The question, therefore, that arose in the case, and the only question, was as to the validity or invalidity of this assignment. If valid, then the title of the safes passed out of Bates to the assignees on the 3d November. If invalid, then it remained in him quoad creditors till the 5th, when the attachment was levied. Now, this question was one simply of law, and it turned upon this, whether the assignment was to be governed by the law of New York, where the instrument was made, and in which state all the parties resided, and of which they were citizens, or by the law of Illinois, the situs of the property. In New York the immediate delivery of the possession, as is said, is not essential to the validity of the assignment; in the State of Illinois it is. The continuance in the possession by assignor or vendor after the transfer of the title is regarded in that state as evidence of fraud, and renders the instrument inoperative as against execution or attaching creditors.
The court below decided that the instrument was to be governed by the law of the state of New York, where it was made, and which was the domicil of the parties. Now whether the court erred or not in this decision is not the question, for this Court has no jurisdiction to determine that. The question here is whether, in so deciding, the court denied full faith, credit, and effect to the judgment in Illinois. In other words, did the court, in holding that the prior assignment was not fraudulent and void, but valid and effectual to transfer the title, thereby discredit the Illinois judgment?

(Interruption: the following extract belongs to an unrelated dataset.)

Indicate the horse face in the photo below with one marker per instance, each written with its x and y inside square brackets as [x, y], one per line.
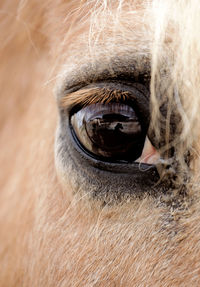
[99, 123]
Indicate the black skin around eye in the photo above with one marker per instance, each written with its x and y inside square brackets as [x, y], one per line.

The answer to the question, I think, is obvious. These assignees were not parties to the judgment. It could not bind them. They were free, therefore, to set up and insist upon this prior title to the property, and if there was nothing else in the case, it is clear the junior attachment could not hold it. It became necessary, therefore, for the attaching creditors to displace the assignment, and this they attempted, by insisting that it was fraudulent and void as not having been accompanied by possession, and this they
were obliged to establish before the attachment could take effect.
The assignment being prior in time, in the absence of fraud, actual or constructive, the title passed to the assignees, and was out of Bates, when the attachment was levied. This is familiar law. The question in the case, therefore, and the one litigated in the court below, was this question of fraud, upon which the validity of the assignment depended, and the finding of which was necessary to give a preference to the claim under the attachment. This question was not only consistent with the full force and effect of the attachment proceedings, but wholly independent of them.
I agree, if the attachment had been levied before the assignment, and the court had given effect to this instrument over the levy, it might be said that full faith and credit had not been given to it; but, being posterior, these proceedings could not have the effect per se to displace the assignment as against a stranger. Another element must first be shown -- namely fraud or other defect in the instrument, to render it inoperative.
Mr. conclusion is that the regularity of the attachment proceedings was not called in question in the court below, but, on the contrary, full force and credit were given to them, and the case should be dismissed for want of jurisdiction.